Background on Double Edge Theatre
Double Edge Theatre, founded in 1982, views itself as having a two-fold mission: to develop and promote the highest quality of original theatre performance, and to create at its home, "The Farm," located in Ashfield, Massachusetts, a permanent center of performance, practice, training research, and cultural exchange. The group's focus is on "living culture," a term used to describe both their unique method of research, exchange and collaborations in many parts of the world, and the belief that their work has the ability to transform an audience. This vision is exemplified in The Song Trilogy, a performance cycle more than ten years in the making about the life of the Jewish community in diaspora and its relationship to the various cultures which it confronts.

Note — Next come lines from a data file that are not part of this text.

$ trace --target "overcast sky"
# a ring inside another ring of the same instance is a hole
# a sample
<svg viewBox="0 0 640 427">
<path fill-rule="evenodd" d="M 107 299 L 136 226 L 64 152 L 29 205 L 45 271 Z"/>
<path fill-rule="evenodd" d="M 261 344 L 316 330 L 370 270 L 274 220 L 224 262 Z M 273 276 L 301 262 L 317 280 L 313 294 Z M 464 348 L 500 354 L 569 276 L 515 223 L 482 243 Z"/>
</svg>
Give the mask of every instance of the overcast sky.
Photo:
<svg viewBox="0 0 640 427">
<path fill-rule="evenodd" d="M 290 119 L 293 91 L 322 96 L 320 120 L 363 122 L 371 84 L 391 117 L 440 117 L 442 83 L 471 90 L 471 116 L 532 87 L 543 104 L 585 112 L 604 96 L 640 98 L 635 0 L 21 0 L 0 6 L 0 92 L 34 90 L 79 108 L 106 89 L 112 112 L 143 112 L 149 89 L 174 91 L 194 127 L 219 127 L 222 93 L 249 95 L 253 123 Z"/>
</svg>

The group first performed in Allston, a district of Boston, before purchasing the Farm in 1995 both to escape the high cost of rent in the city as well as to expand the activities of the center. The 105-acre farm, one of oldest dairy farms in rural Ashfield, hosts artists, students, and community exchange, and permits the theatre to more fully embrace the practice of "living culture." From the Farm's opening in 1997, DET has premiered four of its own performances, created extra-theatrical research and exchange projects, long-term residencies, and collaborations with over a dozen artists and countries from across the United States, Asia, Latin America and Europe. In 1999 Double Edge initiated the first artist's think tank in this country to research theatre, culture, and creation, and to provide a place for professional artists to work free from the demands of daily survival.